Returns a dataframe of pairwise Bray-Curtis dissimilarities between samples.

tab is a count table holding the read counts, typically obj[‘tab’]

diversity.naive_multi_beta(obj, var='None', q=1)

Returns a pandas dataframe containing taxonomic (naive) beta diversity, and local- and regional dissimilarity values for categories of samples.

obj is the qdiv object.

var is the column heading in the meta data used to categorize the samples. If a category has two or more samples, beta diversity for that category is calculated.

q is the diversity order.

diversity.phyl_multi_beta(obj, var='None', q=1)

Returns a pandas dataframe containing phylogenetic beta diversity, and local- and regional dissimilarity values for categories of samples.

obj is the qdiv object.

var is the column heading in the meta data used to categorize the samples. If a category has two or more samples, beta diversity for that category is calculated.

q is the diversity order.

diversity.func_multi_beta(obj, distmat, var='None', q=1)

Returns a pandas dataframe containing phylogenetic beta diversity, and local- and regional dissimilarity values for categories of samples.

obj is the qdiv object.

distmat is a distance matrix with pairwise distances between OTUs/ASVs, typically generated by the stats.sequence_comparison() function.

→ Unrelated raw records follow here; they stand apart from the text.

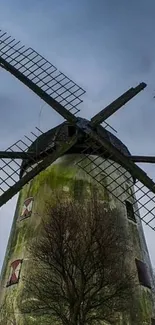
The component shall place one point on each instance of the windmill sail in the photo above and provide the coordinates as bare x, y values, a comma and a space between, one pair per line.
40, 75
11, 180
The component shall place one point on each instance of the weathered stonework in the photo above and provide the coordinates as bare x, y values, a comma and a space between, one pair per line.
66, 177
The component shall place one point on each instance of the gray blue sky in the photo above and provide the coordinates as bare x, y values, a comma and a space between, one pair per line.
106, 46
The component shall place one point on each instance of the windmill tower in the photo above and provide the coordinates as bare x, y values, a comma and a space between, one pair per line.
69, 158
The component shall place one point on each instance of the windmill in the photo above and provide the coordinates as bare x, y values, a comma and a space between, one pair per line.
103, 157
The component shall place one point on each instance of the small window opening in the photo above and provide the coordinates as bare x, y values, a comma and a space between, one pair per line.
27, 209
143, 274
130, 211
71, 130
15, 269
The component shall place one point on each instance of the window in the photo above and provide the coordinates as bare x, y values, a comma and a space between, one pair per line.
130, 211
14, 272
71, 130
143, 273
27, 208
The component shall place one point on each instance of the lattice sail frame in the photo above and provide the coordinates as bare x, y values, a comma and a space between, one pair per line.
41, 72
111, 175
10, 168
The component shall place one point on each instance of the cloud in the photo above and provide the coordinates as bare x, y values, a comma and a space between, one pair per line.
106, 47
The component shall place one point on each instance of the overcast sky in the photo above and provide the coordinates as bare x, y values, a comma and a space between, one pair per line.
106, 46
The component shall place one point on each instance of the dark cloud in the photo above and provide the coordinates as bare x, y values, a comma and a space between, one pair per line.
106, 46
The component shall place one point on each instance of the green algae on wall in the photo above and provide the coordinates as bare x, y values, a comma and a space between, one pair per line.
66, 178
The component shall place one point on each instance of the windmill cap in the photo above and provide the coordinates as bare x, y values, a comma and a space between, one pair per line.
45, 143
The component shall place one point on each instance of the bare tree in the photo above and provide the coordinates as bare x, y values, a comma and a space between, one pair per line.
79, 272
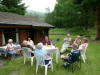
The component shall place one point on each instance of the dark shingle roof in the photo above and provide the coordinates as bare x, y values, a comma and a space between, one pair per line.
15, 19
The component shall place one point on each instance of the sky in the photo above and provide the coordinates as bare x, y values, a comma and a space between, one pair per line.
40, 5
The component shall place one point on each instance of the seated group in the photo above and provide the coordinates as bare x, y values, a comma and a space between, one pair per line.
77, 45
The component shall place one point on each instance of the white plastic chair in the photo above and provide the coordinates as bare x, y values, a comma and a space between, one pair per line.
83, 53
27, 54
40, 58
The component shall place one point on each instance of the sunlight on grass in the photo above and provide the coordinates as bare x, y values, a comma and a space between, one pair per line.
91, 67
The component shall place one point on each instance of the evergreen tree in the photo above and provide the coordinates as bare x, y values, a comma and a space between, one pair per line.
14, 6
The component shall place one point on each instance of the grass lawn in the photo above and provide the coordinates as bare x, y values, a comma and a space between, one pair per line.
91, 67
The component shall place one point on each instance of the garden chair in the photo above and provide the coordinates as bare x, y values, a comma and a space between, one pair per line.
40, 59
83, 53
27, 54
75, 62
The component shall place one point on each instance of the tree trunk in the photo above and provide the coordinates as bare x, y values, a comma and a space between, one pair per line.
98, 23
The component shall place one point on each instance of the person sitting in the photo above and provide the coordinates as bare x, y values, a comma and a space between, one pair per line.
10, 48
83, 45
25, 44
78, 41
83, 48
66, 44
39, 50
69, 58
46, 41
31, 44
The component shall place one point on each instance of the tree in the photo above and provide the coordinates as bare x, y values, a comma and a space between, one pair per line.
14, 6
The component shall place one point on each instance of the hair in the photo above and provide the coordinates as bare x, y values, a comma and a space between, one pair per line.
75, 46
85, 40
39, 46
10, 40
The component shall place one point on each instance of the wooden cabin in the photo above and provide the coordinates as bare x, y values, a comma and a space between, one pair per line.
19, 28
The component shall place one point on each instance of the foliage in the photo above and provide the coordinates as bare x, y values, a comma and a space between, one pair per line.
14, 6
91, 67
35, 14
72, 13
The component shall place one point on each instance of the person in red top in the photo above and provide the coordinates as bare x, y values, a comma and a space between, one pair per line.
46, 41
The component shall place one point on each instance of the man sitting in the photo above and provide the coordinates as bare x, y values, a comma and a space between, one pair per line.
46, 41
10, 49
70, 58
39, 50
66, 43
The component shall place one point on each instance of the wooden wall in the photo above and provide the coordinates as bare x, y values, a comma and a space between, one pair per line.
0, 37
23, 35
39, 35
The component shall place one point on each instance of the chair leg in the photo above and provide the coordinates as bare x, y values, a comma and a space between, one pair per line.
46, 67
83, 56
36, 68
31, 61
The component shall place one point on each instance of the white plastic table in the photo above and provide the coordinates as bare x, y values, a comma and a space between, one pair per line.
52, 49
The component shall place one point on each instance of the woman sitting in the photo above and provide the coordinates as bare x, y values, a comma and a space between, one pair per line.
83, 48
25, 44
78, 41
31, 44
10, 48
66, 44
70, 58
84, 44
46, 41
39, 50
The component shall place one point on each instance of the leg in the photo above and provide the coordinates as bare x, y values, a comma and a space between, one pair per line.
64, 47
31, 61
24, 59
46, 67
36, 68
51, 66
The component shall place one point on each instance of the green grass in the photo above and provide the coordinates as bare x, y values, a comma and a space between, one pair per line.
91, 67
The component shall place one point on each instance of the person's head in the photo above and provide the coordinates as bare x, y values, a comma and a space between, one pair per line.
29, 39
46, 38
39, 46
10, 41
24, 43
68, 35
78, 37
84, 40
74, 46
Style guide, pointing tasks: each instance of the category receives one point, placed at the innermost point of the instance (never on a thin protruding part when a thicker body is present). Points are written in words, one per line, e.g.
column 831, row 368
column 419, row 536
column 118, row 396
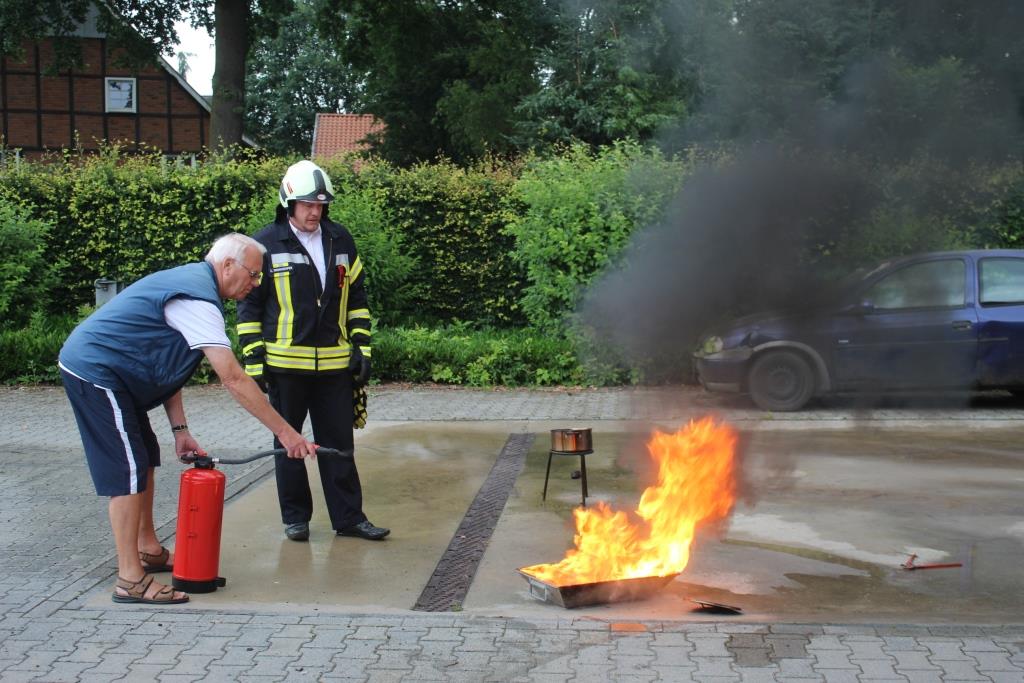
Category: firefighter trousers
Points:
column 328, row 401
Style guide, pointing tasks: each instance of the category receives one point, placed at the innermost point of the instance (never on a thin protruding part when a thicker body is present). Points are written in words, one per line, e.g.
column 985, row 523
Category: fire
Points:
column 696, row 483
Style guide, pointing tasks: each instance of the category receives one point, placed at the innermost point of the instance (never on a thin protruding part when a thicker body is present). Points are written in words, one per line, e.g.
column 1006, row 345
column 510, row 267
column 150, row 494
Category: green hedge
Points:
column 460, row 260
column 580, row 211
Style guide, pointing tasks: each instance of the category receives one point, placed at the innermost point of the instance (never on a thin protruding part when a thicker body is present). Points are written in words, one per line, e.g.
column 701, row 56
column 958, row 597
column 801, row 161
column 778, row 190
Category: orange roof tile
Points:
column 340, row 133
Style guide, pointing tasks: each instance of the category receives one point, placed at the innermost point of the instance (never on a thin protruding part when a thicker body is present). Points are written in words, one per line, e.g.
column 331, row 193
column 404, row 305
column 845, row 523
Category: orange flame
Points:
column 695, row 483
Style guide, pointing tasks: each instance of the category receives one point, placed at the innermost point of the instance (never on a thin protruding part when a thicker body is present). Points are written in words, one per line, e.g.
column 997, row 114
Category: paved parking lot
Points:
column 55, row 559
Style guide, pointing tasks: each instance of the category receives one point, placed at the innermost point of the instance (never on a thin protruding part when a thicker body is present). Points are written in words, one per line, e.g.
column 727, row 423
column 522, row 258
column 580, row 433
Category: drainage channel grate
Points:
column 454, row 574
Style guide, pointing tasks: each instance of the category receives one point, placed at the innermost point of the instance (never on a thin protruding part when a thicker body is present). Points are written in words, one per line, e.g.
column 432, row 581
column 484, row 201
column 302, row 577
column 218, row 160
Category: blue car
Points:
column 937, row 321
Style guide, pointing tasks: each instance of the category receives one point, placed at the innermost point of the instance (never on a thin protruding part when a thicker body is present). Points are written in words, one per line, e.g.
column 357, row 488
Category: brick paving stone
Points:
column 958, row 670
column 833, row 659
column 973, row 644
column 873, row 670
column 826, row 642
column 329, row 637
column 269, row 666
column 709, row 666
column 747, row 640
column 921, row 676
column 709, row 645
column 593, row 672
column 848, row 630
column 804, row 669
column 751, row 656
column 867, row 649
column 392, row 659
column 787, row 647
column 442, row 633
column 1005, row 677
column 911, row 660
column 674, row 674
column 756, row 675
column 994, row 660
column 901, row 643
column 190, row 665
column 361, row 649
column 835, row 676
column 945, row 650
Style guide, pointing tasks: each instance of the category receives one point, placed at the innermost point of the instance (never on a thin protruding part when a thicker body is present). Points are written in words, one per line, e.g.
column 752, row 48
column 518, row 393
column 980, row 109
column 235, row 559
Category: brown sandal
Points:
column 155, row 563
column 136, row 592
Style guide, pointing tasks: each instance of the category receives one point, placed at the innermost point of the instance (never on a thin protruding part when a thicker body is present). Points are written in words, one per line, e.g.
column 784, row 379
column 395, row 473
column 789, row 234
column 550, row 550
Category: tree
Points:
column 444, row 77
column 617, row 70
column 146, row 29
column 290, row 78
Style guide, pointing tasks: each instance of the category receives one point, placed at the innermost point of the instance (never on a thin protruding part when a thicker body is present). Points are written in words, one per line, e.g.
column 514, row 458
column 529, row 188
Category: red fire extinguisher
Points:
column 201, row 511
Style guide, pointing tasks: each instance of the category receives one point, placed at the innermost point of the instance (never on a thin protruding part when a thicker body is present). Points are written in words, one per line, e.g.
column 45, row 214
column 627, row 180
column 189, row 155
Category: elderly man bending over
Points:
column 135, row 353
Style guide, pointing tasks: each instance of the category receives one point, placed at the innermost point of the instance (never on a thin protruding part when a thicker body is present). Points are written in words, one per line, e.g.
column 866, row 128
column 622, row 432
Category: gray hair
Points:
column 231, row 246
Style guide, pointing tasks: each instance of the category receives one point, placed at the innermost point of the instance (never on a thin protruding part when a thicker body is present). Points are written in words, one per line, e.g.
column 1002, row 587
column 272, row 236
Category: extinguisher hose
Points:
column 330, row 453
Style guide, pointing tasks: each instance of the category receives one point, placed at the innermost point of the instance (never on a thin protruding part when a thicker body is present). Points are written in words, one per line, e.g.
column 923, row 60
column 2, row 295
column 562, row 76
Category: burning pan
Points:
column 571, row 440
column 602, row 592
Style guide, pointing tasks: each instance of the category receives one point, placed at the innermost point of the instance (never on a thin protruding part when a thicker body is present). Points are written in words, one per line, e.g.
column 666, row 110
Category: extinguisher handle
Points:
column 332, row 453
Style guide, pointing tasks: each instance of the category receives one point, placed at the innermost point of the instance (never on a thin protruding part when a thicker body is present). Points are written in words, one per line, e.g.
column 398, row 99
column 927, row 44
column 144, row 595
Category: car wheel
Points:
column 780, row 381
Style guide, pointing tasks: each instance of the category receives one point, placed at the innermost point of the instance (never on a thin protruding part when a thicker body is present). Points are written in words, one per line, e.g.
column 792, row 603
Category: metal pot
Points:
column 571, row 440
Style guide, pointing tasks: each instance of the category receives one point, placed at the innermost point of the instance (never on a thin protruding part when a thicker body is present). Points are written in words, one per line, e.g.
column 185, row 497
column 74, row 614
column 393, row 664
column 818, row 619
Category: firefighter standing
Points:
column 305, row 333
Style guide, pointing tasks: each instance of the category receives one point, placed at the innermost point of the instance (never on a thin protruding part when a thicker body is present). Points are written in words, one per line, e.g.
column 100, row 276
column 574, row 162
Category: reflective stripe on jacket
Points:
column 293, row 324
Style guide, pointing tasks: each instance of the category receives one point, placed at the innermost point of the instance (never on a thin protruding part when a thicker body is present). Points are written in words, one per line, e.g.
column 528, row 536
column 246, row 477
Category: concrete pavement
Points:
column 57, row 624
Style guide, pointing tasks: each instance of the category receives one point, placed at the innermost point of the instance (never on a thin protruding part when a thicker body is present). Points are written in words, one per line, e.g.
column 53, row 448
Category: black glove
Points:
column 358, row 366
column 254, row 364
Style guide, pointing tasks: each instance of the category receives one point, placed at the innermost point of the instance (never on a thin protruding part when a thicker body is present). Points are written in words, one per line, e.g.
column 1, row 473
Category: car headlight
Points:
column 713, row 345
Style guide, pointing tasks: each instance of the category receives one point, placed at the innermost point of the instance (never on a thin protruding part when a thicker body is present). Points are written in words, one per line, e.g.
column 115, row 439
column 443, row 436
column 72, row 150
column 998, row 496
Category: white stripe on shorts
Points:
column 120, row 424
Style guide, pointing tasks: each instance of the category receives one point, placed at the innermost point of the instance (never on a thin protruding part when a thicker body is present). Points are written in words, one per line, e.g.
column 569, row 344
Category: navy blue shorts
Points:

var is the column heading in the meta data used to categorize the samples. If a category has two or more samples, beta diversity for that category is calculated.

q is the diversity order.

diversity.dissimilarity_contributions(obj, var='None', q=1, divType='naive', index='local')

Returns a pandas dataframe with information about dissimilarity, number of samples, and the percentage contribution of each OTU/ASV to the observed dissimilarity.

obj is the qdiv object.

var is the column heading in the meta data used to categorize the samples. If a category has two or more samples, dissimilarity for that category is calculated.

q is the diversity order.

divType is the type of diversity: ‘naive’ or ‘phyl’.

index is the type of dissimilarity index (either local or regional)

Evenness

diversity.evenness(tab, tree='None', distmat='None', q=1, divType='naive', index='local', perspective='samples')

Returns evenness calculated according to Chao and Ricotta (2019) Ecology, 100(12), e02852. If q is 1, divType is ‘naive’, and index is either ‘CR1’, ‘CR2’, ‘local’ or ‘regional’, the evenness is identical to Pielou’s evenness.

tab is a count table, typically obj[‘tab’]

tree would typically be obj[‘tree’]. It must be specified only if divType=’phyl’.

distmat is a distance matrix. It must be specified only if divType=’func’.

q is diversity order.

divType is ‘naive’, ‘phyl’, or ‘func’.

index can be ‘CR1’, ‘CR2’, ‘CR3’, ‘CR4’, or ‘CR5’. These refer to the indices described in Table 1 in Chao and Ricotta (2019). index can also be ‘local’, which is equal to CR2, or ‘regional’, which is equal to CR1.

perspective can be ‘samples’, which means an evenness value is calculated for each sample (column) in the count table. perspective can also be ‘taxa’, which means an evenness value is calculated for each OTU/ASV (row) in the count table.